In many ways, New York Fashion Week this season was about displacement. Designers are fleeing for other cities, yes, but they’re also simply at a loss of what to do next when it comes to their businesses. Department stores continue to struggle, but selling direct-to-consumer is an expensive and complicated undertaking.
And then there's the turmoil of the world outside of fashion that is impacting the runways. The shock of Trump-as-president is as palpable as ever, what with a new extremist policy, insensitive remark or foreign threat populating the headlines every morning. And then, of course, there are the forces that are physically displacing people around the world and here in the US. In the last two weeks, there have been three significant hurricanes and an earthquake in North America alone.
It’s no wonder, then, that, more than ever, there is a “What is this all for?” feeling going around in fashion. Many designers are trying to make sense of it through their presentations: piling it all on, creating fortresses of protection. (At Tory Burch and Calvin Klein, models sometimes carried blankets instead of bags.) They’re also trying to, in their own ways, define what “America” means.
At Coach, Stuart Vevers continues to romanticise the West, this time, dumping glitter across it, a fantasy of what could have been but never was. Ralph Lauren — with his immaculate houndstooths and princess-tulle ball gowns — remains nostalgic for his — and the country’s — idealised past. At Calvin Klein, Raf Simons, with his blood-splattered leather and gut-spilling pom-pom dresses, sees America for the (still-beautiful) horror story it has become.
Younger labels, including Monse, Public School and Adam Selman, purposefully wove American-ness — or sometimes, more specifically, New York-ness — into their narrative. "'American' is not a bad word," Selman said backstage. "New York needs to show some teeth," added Jason Wu.
Others attempted to forge that sense of place by creating one. For years, the industry has been trying to figure out how to modernise the runway show: to make it a worthwhile endeavour for those who attend, but also for those who can now see everything immediately. The late L’Wren Scott was one of the first in the modern era to host these sorts of intimate events, where clothes are showcased at a luncheon or a salon rather than rushed in and off a catwalk.
This season, Rachel Comey, who showed first — and off calendar — may have done it best, with her dinner presentation in the Met Breuer museum. The audience, many of whom connect personally with the designer and her brand, wanted to be there. Same went for Opening Ceremony's modern dance theatre, a pleasurable collaboration between OC's Humberto Leon and Carol Lim and their longtime friend and creative partner Spike Jonze. The Row’s breakfast at the Carlyle, too, felt like time well-spent. And no one complained about visiting Bushwick to get a glimpse at Eckhaus Latta.
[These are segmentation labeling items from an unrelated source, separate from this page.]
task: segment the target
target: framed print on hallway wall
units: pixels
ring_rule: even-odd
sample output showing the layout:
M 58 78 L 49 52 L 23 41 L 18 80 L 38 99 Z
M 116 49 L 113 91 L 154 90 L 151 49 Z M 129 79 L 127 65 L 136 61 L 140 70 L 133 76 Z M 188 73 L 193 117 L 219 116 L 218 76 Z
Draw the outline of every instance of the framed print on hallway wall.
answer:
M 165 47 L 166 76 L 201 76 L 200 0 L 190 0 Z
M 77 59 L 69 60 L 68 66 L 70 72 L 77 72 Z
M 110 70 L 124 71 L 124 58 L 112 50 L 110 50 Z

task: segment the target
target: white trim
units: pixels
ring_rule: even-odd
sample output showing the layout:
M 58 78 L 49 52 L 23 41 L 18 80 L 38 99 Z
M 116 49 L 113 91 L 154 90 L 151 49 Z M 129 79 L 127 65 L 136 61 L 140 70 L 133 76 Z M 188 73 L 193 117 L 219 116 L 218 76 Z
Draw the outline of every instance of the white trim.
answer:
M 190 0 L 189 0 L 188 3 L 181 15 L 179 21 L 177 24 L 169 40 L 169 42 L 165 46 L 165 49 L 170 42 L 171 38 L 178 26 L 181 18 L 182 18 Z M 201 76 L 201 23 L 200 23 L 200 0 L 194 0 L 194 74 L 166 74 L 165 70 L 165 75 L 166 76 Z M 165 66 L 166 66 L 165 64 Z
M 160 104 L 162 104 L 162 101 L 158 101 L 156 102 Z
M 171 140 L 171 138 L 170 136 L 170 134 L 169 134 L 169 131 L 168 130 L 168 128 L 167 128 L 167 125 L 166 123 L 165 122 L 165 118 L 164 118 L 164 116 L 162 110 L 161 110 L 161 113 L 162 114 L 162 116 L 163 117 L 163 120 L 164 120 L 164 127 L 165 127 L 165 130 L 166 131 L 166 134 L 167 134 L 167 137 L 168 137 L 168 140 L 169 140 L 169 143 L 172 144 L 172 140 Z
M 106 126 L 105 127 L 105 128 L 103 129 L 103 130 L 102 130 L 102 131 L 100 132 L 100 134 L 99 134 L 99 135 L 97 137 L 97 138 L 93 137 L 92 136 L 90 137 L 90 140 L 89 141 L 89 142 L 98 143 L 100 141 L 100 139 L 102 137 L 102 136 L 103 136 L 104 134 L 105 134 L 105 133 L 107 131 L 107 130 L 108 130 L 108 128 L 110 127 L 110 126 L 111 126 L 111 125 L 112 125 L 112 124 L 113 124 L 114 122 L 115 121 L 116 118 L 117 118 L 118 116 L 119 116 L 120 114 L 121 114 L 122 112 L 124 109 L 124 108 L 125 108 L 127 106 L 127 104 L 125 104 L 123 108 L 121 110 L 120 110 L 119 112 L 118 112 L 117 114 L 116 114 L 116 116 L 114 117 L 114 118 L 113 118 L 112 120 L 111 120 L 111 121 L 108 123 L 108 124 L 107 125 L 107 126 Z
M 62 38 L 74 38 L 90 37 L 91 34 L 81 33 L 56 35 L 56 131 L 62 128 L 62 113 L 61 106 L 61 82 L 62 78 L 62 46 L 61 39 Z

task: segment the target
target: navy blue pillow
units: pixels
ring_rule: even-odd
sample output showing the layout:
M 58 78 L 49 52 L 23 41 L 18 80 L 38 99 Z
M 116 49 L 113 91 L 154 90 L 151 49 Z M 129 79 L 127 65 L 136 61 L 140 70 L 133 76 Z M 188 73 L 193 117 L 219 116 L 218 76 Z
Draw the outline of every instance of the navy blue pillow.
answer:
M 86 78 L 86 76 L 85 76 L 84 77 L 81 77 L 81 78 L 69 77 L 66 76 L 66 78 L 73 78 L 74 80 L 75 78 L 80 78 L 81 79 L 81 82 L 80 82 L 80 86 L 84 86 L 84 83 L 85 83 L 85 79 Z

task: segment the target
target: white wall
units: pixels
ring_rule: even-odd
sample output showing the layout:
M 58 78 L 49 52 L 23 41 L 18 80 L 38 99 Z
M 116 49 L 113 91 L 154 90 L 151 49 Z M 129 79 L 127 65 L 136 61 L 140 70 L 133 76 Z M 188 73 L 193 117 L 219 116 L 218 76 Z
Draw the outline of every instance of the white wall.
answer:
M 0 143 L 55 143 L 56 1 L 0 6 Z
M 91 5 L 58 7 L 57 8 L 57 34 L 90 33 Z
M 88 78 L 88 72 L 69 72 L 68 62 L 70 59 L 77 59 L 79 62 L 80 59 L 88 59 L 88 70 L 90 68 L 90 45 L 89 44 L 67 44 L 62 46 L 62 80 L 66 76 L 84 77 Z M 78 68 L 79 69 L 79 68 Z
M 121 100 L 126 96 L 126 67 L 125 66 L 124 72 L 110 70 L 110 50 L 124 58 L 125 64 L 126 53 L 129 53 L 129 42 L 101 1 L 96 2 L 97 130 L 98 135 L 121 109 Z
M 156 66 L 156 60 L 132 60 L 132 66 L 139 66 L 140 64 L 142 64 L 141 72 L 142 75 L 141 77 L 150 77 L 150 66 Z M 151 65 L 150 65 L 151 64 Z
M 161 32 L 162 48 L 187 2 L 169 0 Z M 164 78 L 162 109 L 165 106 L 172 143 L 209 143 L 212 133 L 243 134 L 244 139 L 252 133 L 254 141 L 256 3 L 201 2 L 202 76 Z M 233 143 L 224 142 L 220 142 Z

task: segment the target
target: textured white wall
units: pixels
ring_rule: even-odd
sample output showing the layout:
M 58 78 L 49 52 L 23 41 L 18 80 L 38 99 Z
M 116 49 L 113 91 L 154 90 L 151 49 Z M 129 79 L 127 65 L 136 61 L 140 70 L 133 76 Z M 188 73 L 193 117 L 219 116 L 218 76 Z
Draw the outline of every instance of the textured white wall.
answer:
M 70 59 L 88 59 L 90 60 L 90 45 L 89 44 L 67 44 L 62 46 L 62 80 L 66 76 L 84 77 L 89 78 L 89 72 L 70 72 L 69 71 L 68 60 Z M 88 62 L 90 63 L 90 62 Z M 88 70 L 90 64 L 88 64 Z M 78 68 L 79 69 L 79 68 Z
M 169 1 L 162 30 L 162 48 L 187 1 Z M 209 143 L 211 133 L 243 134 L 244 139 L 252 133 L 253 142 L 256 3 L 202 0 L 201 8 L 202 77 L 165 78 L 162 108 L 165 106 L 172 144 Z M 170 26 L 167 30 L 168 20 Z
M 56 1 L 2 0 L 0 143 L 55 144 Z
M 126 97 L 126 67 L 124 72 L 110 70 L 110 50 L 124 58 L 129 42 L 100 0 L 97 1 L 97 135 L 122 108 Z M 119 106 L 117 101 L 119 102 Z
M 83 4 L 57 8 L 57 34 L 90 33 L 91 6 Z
The question, of course, is how sustainable is it all? Sure, Ralph Lauren’s sojourn to his upstate car garage was a one-off, but was the ROI as good as the company hopes it would be? Alexander Wang can keep throwing sweat-stained raves, but does he need to do that during the first week in September?
And fashion week will continue to unbundle. Just as digital media means folks rarely listen to an album from start to finish these days, a succession of shows no longer feels natural when consumers following the action online can watch anytime, anywhere. What that means for the future of fashion is as difficult to discern as which of these companies will be able to survive the great retail disruption.
This season, the shows in New York underscored that there is no there there when it comes to fashion. There is no common destination. And we won’t be able to shake that feeling anytime soon.